Maths programme boosts low achievers’ skills
(7 April 2011)
A scheme to improve maths among primary school children is effective but expensive, according to researchers.
An evaluation of Every Child Counts (ECC) for the Department of Education, conducted by researchers from the universities of Durham, Birmingham and York, equated the improvement to seven additional weeks' progress in numeracy skills for each child.
Although ECC was considered to be well-designed and received strong support from participating schools who emphasised the wider benefits of the programme, many will be deterred from continuing because of the cost.
The programme, which aims to raise the numeracy levels of the lowest achieving pupils to national curriculum standard, costs about £1350 per child to deliver. However, it only succeeded in raising about 9 per cent of the children to their expected level, and this equates to a cost of about £15,000 for each child to reach their target level.

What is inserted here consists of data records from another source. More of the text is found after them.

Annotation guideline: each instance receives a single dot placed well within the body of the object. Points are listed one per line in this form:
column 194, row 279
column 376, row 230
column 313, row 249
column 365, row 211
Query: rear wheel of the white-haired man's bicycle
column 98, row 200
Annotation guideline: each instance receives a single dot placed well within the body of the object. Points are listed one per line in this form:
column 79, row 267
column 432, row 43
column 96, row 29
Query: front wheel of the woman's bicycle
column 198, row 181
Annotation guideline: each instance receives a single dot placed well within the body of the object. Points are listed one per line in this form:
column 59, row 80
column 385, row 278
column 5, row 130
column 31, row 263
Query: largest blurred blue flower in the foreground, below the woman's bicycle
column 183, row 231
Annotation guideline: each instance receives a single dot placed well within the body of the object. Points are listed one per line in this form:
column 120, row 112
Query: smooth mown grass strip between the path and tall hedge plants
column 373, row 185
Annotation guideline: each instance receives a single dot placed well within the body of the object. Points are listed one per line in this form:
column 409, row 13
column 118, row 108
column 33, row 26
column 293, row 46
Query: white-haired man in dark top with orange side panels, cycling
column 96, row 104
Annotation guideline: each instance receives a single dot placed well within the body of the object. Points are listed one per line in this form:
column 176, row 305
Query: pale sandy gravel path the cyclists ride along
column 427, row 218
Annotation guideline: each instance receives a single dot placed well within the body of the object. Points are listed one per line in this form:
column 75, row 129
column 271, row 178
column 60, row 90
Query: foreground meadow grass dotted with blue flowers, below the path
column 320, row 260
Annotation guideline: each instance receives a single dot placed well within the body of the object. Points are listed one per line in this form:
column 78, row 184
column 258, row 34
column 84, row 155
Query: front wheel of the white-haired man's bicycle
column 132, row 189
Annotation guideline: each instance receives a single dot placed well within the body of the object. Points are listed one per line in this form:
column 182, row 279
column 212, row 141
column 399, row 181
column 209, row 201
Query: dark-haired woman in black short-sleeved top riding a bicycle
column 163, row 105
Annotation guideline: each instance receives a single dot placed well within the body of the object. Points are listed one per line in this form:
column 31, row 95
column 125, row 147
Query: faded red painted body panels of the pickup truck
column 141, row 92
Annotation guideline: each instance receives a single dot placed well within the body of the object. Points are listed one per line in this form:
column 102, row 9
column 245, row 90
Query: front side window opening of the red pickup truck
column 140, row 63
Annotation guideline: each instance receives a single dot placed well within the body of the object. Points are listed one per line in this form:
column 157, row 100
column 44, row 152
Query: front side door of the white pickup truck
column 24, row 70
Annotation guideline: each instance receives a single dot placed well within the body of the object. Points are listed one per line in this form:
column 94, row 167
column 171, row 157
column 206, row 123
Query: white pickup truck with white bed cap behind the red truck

Dr Andy Wiggins, Associate Director of Research and Evaluation, CEM Centre, Durham University, one of the lead researchers, said: "Whilst we were impressed with the implementation of Every Child Counts in schools and the quality of the training and support to teachers, there are questions about its suitability in its current form to provide a universal solution and to meet the needs of the 30,000 Year 2 children who are under-performing in maths.
"We need to develop and evaluate other interventions to see how we can help schools and policy makers address the mathematical needs of disadvantaged and under-achieving children."
Every Child Counts (through the Numbers Count intervention) provides intensive support to the bottom 5 per cent of six and seven year olds. Children are taught on a one-to-one basis by a specialist teacher for half-an-hour a day over the course of a term. The programme is currently provided to over 20,000 children across 1,700 schools.
The research team, led by Andy Wiggins, Durham University; Carole Torgerson, University of Birmingham, and David Torgerson, University of York, looked at the results of two randomised trials and secondary data analyses to assess the effectiveness of the scheme. The team also conducted an economic evaluation of the programme and evaluated its implementation in schools.
A randomised controlled trial involving 409 children in 44 schools across England assessed the effect of receiving Numbers Count (ECC) by comparing those who received the programme, with those waiting to receive it. The research found the improvement to be about the same, irrespective of age, gender, eligibility for free school meals, or prior attainment.
A second trial involving 129 children in 15 schools assessed the effectiveness of delivering the programme in groups of two rather than one-to-one. This was found to be as effective, but significantly cheaper.
The National Pupil Database was used to assess the medium term (2 years) effect of the programme. However, no significant improvement overall on the Key Stage 1 results was found.
Professor Carole Torgerson added: "We conducted a rigorous evaluation of Numbers Count to give a robust assessment of the effect it has on children. Our trial showed that the programme made a moderate improvement in children's numeracy. However, this improvement needs to be assessed in the context of the programme's cost, which was high, and the fact that we don't know if the effect is maintained beyond a single term."